The unions and experts in Labor Law have already explained that this Supreme Judgment marked the way to many cases, but that the important resolution was yet to come: the one that was issued but applying the revised version of the European Social Charter that currently collects, “the right of the workers dismissed without valid reason to adequate compensation or another appropriate reparation”.

Compensation in Spain for dismissed workers in the inadmaking has meant several varapalos from Europe.
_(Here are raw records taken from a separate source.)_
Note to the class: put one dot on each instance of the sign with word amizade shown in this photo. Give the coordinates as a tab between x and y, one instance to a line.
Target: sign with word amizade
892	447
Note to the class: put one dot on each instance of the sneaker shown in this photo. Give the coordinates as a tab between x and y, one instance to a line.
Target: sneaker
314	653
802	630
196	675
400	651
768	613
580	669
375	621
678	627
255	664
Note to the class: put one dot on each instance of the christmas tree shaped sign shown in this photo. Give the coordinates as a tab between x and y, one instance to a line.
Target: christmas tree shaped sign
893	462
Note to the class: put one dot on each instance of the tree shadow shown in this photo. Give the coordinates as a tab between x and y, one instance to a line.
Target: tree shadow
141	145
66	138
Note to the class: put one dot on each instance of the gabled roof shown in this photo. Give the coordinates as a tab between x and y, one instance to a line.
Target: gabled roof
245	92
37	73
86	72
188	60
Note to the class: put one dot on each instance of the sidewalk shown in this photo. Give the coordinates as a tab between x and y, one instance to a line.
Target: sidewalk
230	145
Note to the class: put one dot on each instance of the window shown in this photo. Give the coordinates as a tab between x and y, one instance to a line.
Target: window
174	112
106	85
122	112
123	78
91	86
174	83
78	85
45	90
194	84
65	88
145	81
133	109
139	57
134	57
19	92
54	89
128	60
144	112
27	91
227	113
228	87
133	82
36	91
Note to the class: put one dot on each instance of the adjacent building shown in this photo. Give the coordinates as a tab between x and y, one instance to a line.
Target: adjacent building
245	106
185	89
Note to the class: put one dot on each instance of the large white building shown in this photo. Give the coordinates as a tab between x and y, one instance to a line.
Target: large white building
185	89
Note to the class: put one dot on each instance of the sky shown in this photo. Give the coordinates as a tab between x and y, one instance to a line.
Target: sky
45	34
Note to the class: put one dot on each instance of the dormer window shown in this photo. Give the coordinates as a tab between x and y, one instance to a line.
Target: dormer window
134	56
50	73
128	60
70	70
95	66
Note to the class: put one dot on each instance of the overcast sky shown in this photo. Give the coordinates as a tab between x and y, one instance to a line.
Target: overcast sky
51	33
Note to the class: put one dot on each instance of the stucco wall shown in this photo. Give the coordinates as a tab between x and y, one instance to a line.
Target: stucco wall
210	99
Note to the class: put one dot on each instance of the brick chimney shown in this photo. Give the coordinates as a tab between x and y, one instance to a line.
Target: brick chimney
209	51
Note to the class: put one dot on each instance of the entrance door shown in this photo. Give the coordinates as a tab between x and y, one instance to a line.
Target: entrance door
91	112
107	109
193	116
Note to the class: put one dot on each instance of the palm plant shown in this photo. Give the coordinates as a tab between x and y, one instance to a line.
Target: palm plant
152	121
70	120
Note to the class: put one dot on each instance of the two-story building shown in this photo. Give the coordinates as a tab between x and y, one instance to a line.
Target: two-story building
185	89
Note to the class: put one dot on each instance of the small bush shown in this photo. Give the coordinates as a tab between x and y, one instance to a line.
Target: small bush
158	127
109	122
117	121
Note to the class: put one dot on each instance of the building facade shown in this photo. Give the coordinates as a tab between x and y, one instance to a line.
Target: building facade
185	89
Last June was the European Social Rights Committee, an organ of the Council of Europe, which collected a complaint from CCOO and understood that Spanish regulations on the inadmissible dismissal violate the European Social Charter because the fixed limits of compensation “are not sufficiently high.” Something similar to what already resolved in 2024 before a claim of UGT, although as a novelty consider that the courts should be able to impose on companies in certain cases the readmission of the workers, something that now does not exist.

The Supreme Court comes out of these decisions of the European Committee, noting that “they are not executive or directly applicable among individuals.” This committee, he explains, “is not a jurisdictional body or its resolutions are sentences”, as is the case of the European Court of Human Rights or the Superior Court of Justice of the EU. Their decisions, they add, “do not even link the Committee of Ministers of the Council of Europe itself, nor to the internal courts of each State.”